As for the India-Pakistan military clashes, they are exclusively in Kashmir – not in the borders of Gujarat, Rajasthan or Punjab. Why? The border firings are really cover provided by Pakistani military for terrorists to cross over to India. Events at Kargil were a more open and brazen provocation.
Dangers with Pakistani nuclear weapons are twofold:
1) An escalation that follows another major terrorist attack in India launched by militants based in Pakistan.
2) Equally dangerous is the possibility that a nuclear bomb or even nuclear material get into the hands of a terrorist organization. Given the successful raids that terrorists have made in Pakistani military bases, this cannot be ruled out. If this were to happen, then not just India, but the western world is likely to be affected.

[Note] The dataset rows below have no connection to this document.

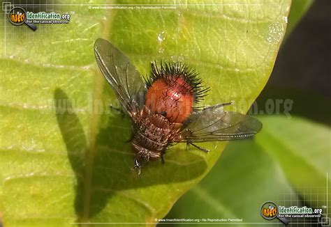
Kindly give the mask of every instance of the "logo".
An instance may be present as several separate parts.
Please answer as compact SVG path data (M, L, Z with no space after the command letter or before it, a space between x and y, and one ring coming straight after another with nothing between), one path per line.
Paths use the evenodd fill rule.
M265 219L272 220L277 218L280 221L287 225L292 218L318 218L321 223L328 224L326 217L323 217L323 210L321 208L313 209L311 208L290 206L285 207L277 205L272 201L265 202L261 205L260 213Z
M272 220L277 217L278 209L276 203L272 201L267 201L261 206L261 215L267 220Z
M14 25L20 26L25 22L27 13L20 7L13 8L8 13L9 21Z
M13 6L10 3L3 3L3 10L8 13L9 22L15 26L25 24L36 31L36 24L68 24L71 15L68 13L59 14L55 12L29 12L22 7Z

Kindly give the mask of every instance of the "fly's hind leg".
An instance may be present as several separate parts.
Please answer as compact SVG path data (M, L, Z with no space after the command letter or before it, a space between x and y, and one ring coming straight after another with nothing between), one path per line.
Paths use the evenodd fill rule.
M201 148L201 147L198 146L198 145L196 145L196 144L194 144L194 143L186 143L186 146L188 146L188 145L189 145L189 144L192 145L193 147L197 148L199 149L199 150L201 150L203 151L203 152L205 152L206 153L207 153L207 152L209 152L209 150L208 149Z
M166 162L164 162L164 158L163 158L164 154L166 154L166 151L165 151L165 150L162 150L162 151L161 152L161 155L160 155L161 160L162 161L162 164L165 164L165 163L166 163Z
M112 110L113 113L119 114L121 114L122 117L124 117L125 116L125 113L123 111L122 108L115 107L112 104L110 104L109 107L110 108L110 110Z

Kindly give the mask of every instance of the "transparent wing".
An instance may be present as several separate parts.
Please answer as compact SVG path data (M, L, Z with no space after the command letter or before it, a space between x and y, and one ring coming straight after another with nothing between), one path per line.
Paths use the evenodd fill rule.
M174 142L228 141L253 136L262 128L256 118L213 106L192 114Z
M98 38L94 43L96 62L123 107L128 112L140 109L145 86L130 60L108 41Z

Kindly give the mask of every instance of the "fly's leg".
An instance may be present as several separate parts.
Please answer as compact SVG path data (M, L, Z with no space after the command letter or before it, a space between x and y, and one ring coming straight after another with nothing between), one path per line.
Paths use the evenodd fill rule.
M140 175L141 165L139 164L137 159L135 159L135 165L132 168L132 170L137 170L138 174Z
M128 139L127 140L126 140L125 142L126 143L131 143L131 142L132 142L133 139L135 139L135 136L133 135L133 134L131 133L131 135L130 136L130 138Z
M233 104L235 104L235 101L231 101L230 102L218 104L214 105L214 106L206 107L206 108L205 108L205 110L209 109L216 109L216 108L221 107L230 106L230 105L233 105Z
M162 150L161 152L161 160L162 161L162 164L165 164L164 162L164 158L163 158L163 155L164 154L166 154L166 152L164 150Z
M115 112L119 113L122 116L125 116L125 113L123 111L122 109L115 107L111 104L109 105L109 107L110 107L110 109L114 111Z
M201 147L200 147L200 146L198 146L198 145L196 145L196 144L194 144L194 143L187 143L186 144L191 144L191 145L192 145L193 147L197 148L198 149L201 150L202 151L205 152L206 153L207 153L207 152L209 152L209 150L208 149L201 148Z

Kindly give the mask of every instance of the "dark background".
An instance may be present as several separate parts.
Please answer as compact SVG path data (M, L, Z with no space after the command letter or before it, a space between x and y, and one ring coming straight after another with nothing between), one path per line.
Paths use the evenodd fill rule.
M317 0L286 36L259 97L293 100L290 114L331 123L331 1Z

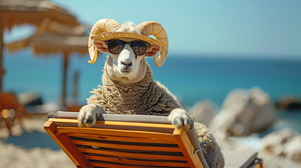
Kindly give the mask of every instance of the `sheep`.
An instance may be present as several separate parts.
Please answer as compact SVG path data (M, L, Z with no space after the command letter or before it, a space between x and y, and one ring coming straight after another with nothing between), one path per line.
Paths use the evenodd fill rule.
M224 167L220 149L205 126L193 123L177 98L153 79L145 57L154 57L155 64L161 66L168 52L167 34L159 23L145 22L136 26L132 22L120 24L113 20L100 20L93 26L89 37L90 63L95 62L98 50L109 53L103 85L91 91L87 105L80 109L79 127L91 127L101 113L168 116L177 128L188 130L194 126L199 141L208 142L203 148L210 167Z

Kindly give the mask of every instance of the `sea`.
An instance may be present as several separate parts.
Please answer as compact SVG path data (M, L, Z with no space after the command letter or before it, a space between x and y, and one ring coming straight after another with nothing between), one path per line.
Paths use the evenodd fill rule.
M98 56L94 64L88 55L70 55L68 71L68 98L72 90L78 92L75 101L84 104L90 91L101 85L106 56ZM266 55L223 55L172 52L165 64L157 67L153 58L150 65L154 80L165 85L186 107L198 102L211 100L217 111L232 90L258 87L268 93L274 103L285 97L301 99L301 57L267 57ZM25 50L8 53L4 51L5 91L19 94L35 92L45 103L58 103L62 91L63 57L54 55L34 55ZM75 88L75 74L79 74ZM301 134L301 111L277 111L275 129L290 127Z

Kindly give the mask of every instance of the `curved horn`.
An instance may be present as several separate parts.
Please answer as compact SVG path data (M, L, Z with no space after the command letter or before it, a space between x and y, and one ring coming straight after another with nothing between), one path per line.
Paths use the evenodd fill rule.
M137 30L143 35L148 36L153 35L158 40L163 42L164 45L160 53L160 56L155 55L155 64L158 66L162 66L167 57L168 53L168 39L167 34L163 27L156 22L145 22L137 26Z
M91 61L88 61L89 63L94 64L97 59L97 49L93 44L91 37L103 32L115 31L120 27L119 22L110 19L101 19L94 24L89 36L89 55L91 58Z

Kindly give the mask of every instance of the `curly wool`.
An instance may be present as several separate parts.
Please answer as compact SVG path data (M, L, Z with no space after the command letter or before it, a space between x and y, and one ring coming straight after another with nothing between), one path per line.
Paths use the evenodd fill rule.
M200 142L207 141L202 147L206 151L204 158L210 168L224 167L224 160L221 149L208 128L199 122L194 122L194 129Z
M141 114L167 116L170 111L182 108L176 97L157 81L153 81L148 65L143 79L136 83L124 84L113 80L106 69L103 74L103 85L94 89L88 104L97 104L111 114Z
M108 113L167 116L173 109L183 108L166 87L153 81L148 64L144 78L138 83L124 84L112 80L105 65L102 80L103 85L91 91L94 94L87 99L87 102L99 104ZM198 122L194 123L194 127L198 140L208 142L203 148L207 151L204 157L209 167L224 167L219 147L207 128Z

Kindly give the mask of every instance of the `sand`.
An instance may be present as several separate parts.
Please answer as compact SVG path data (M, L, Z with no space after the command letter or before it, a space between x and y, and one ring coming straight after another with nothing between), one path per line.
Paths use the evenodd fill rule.
M26 134L25 132L39 132L46 134L43 125L46 118L33 119L25 119L23 120L24 128L16 125L13 129L14 136L17 137ZM24 132L23 131L24 130ZM53 150L50 148L31 147L25 148L22 144L14 144L7 141L9 138L7 130L0 129L0 168L56 168L56 167L75 167L75 164L61 150ZM25 139L28 141L28 139ZM43 144L43 141L39 138L32 138L33 143ZM51 140L50 140L51 141ZM24 144L28 144L25 141ZM45 143L47 144L48 142ZM222 149L234 150L255 150L229 139L218 139L218 143ZM47 144L46 144L46 146ZM259 151L259 158L264 160L265 168L282 168L282 167L301 167L301 162L293 162L288 159Z

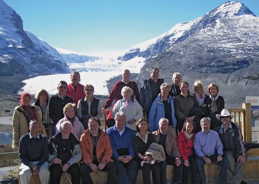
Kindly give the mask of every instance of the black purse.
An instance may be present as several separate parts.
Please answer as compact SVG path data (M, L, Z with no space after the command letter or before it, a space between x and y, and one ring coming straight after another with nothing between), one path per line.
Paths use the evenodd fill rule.
M9 175L4 179L0 179L1 184L18 184L18 178L13 176Z

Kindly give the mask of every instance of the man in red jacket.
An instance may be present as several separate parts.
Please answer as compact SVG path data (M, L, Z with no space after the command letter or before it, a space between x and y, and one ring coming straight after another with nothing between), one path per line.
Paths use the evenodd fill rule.
M88 120L88 127L80 139L83 161L80 171L83 183L93 184L90 173L101 170L108 172L107 184L115 183L116 166L111 158L113 151L109 137L94 117Z

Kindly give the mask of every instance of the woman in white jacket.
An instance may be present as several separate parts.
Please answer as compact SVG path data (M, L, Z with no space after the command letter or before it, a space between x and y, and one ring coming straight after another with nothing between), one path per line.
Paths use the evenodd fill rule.
M126 115L126 127L136 131L136 122L143 117L142 108L139 103L131 97L133 91L130 87L124 86L121 90L122 99L116 102L112 110L113 117L119 111L122 111Z

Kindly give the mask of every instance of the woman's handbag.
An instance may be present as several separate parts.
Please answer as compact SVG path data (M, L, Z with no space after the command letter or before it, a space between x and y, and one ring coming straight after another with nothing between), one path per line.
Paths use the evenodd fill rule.
M31 180L29 184L40 184L40 180L39 179L39 175L33 174L31 177Z
M18 184L18 178L11 175L0 179L1 184Z

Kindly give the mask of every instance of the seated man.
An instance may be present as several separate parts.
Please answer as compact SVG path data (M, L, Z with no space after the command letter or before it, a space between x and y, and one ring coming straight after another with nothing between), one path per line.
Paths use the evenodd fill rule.
M33 174L38 175L42 184L49 183L49 149L47 137L39 134L39 122L32 120L29 124L30 133L20 139L19 158L21 183L29 183Z
M227 182L229 162L222 156L223 146L218 133L210 130L210 119L204 117L201 119L202 130L195 135L194 147L196 153L196 165L200 178L200 183L206 184L204 165L214 163L221 166L220 183Z
M79 162L82 158L79 141L73 133L72 125L70 121L63 121L59 133L50 139L51 150L49 161L51 184L60 182L63 172L71 175L73 184L80 183Z
M247 153L240 127L230 121L234 114L230 114L227 109L224 109L221 114L216 115L216 117L222 124L216 127L215 131L223 145L223 155L229 161L228 169L234 176L232 183L247 183L242 180Z
M135 183L139 171L137 162L133 158L134 152L132 146L133 134L125 126L126 117L121 111L115 115L115 125L107 129L113 149L113 159L117 167L117 174L120 184Z
M183 162L181 161L178 151L176 131L168 131L169 122L167 119L161 118L158 124L159 129L153 132L157 136L156 141L163 146L167 164L174 166L174 183L182 183ZM166 171L160 171L160 173L164 174L161 176L161 178L165 178L163 183L166 183Z
M83 160L80 172L83 183L94 184L90 172L99 170L108 172L107 184L115 183L116 166L111 159L113 150L109 137L100 128L95 117L88 120L88 129L81 136L80 147Z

The dangers identified by Mayback57 at the end of his post are both peculiar and interesting. The first one assumes that it is in India’s best interest to attack a nuclear-armed Pakistan instead of dealing with the world’s largest insurgency which, despite the immense hue and cry being raised against ISIS, engulfs 223 districts of nuclear armed India. Second, civilian contractors operate over 100 power reactors in the US, the state which received the most destructive terrorist attacks this century on 9/11, which led to the loss of over 3000 lives within a couple of hours. In addition, India operates over 20 civilian reactors, despite 20 of its total 28 states having an expanding and active Maoist insurgency. Its nuclear safety record is also less than impressive. On March 4, 1987, the core of the Fast Breeder Test Reactor at Kalpakkam ruptured, on September 10, 1989 Tarapur nuclear power station released radioactive iodine 700 times more than normal levels, on March 31, 1993, a major fire incident damaged and almost led to a melt down of the Narora Nuclear Power station and on Feb 2, 1995 the Rajhastan Atomic Power station leaked Helium and heavy water into the river. So what lessons an objective observer should draw from these facts. Instead of a holier than thou attitude and a perpetual blame game, US, China, India and Pakistan should collectively work on addressing the root causes not merely the temporary and exorbitant management of the negative consequences, which lead to arms build up, including nuclear weapons. The core issue in this quadrangular strategic matrix is that the US intends to strategically contain China and Pakistan’s nuclear weapons but help prop up India, which is neither acceptable for China and Pakistan nor a realistic or rationale for regional or global peace. The negligence towards the world’s largest active and expanding Maoist insurgency inside India and the large quantity of fissile material being imported, developed, used, transported and stored in many of the unstable Indian states and the huge focus on the small nuclear program of Pakistan is both interesting and peculiar but at the same time seems deliberate and disproportionate. A better collective understanding of the relationship between politics and technology, for common good of the entire humanity, deserves empirical not normative approach.